The castle was waking up around me: kids tearing through the play area, parents trying to wrangle them, a little girl clutching a plastic crown like it was treasure.
And for a second, just a second, I wanted that. The chaos, the noise, the little hands tugging at mine.
Then I remembered Hayley’s face when she called me a cliché, and the moment was gone.
I’d showered to cool off, which was pointless, because all it did was give me a clear, uninterrupted mental reel of her.
Her, standing in the middle of that room, sheet barely hanging on, hair a delicious mess, skin flushed from sleep. Looking like she’d just been thoroughly ruined and was daring me to say something about it.
Let’s just say it turned into more of a cold shower than I’d planned.
And then today, in that Music Room, getting to touch her.
Her waist fit perfectly in my hands in a way that made me want to pull her closer, instead of letting go.
She smelt like vanilla and soap, clean, unpretentious, and the longer I held her, the harder it was not to picture burying my face in that scent.
Snuggling her back into that ridiculous burrito sheet and keeping her there until she stopped looking at me like I’m the arrogant bastard.
Which, to be fair, I am.
But not with her.
Not anymore.
Because for all her swearing, for all her chaos, she’s the only one here who feels real.

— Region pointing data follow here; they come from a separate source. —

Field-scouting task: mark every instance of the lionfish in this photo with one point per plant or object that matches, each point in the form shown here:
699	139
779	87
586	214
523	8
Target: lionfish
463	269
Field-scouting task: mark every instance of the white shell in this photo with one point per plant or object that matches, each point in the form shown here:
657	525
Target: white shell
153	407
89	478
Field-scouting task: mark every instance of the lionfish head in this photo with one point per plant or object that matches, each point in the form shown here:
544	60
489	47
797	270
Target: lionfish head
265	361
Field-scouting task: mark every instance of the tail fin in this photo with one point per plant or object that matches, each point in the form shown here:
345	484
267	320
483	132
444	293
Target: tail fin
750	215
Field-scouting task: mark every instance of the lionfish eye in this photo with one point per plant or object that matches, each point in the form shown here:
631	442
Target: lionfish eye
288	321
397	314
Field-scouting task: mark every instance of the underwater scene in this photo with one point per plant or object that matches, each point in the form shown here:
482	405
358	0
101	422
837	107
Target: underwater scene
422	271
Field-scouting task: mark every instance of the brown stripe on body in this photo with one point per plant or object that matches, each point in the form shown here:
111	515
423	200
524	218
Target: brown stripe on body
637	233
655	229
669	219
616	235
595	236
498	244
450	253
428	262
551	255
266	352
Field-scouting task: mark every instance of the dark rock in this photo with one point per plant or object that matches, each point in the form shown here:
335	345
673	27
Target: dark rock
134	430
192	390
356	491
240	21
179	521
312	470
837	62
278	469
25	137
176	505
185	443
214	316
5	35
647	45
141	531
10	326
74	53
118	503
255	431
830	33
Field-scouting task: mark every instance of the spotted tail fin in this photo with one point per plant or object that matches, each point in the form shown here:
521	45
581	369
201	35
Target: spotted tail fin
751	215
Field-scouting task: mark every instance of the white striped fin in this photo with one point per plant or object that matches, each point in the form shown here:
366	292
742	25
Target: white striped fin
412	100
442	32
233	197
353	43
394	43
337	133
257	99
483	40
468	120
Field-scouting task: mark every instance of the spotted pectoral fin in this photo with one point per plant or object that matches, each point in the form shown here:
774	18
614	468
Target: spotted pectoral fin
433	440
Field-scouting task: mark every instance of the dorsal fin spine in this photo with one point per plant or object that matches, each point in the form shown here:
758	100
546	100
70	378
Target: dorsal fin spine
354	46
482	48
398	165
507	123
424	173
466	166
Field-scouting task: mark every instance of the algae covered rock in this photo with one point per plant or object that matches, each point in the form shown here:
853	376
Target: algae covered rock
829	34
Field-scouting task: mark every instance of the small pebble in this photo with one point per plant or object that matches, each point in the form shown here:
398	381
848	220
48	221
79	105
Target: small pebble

And when she looked up at me in that Music Room, soft-eyed, apologising, actually letting me in for once, it did something to me.
I almost told her the truth.
That I’m not the man she thinks I am.
That I’m not proud of the things she assumes I’ve done.
That I want to be better than the version of me she has in her head.
I’d been trying to figure out how to say it all morning: the run didn’t help, the shower didn’t help, and when she stood there looking at me like that, it was right there, ready to spill out.
But if I’d opened my mouth, I think too much would’ve come out, more than I’m ready to give away.
So, I did the only thing I know how to do.
I made a joke.
Turned the moment into something lighter, safer.
Because if I’d let myself tell her what I really wanted, what I’m starting to want, I’m not sure I’d have been able to stop.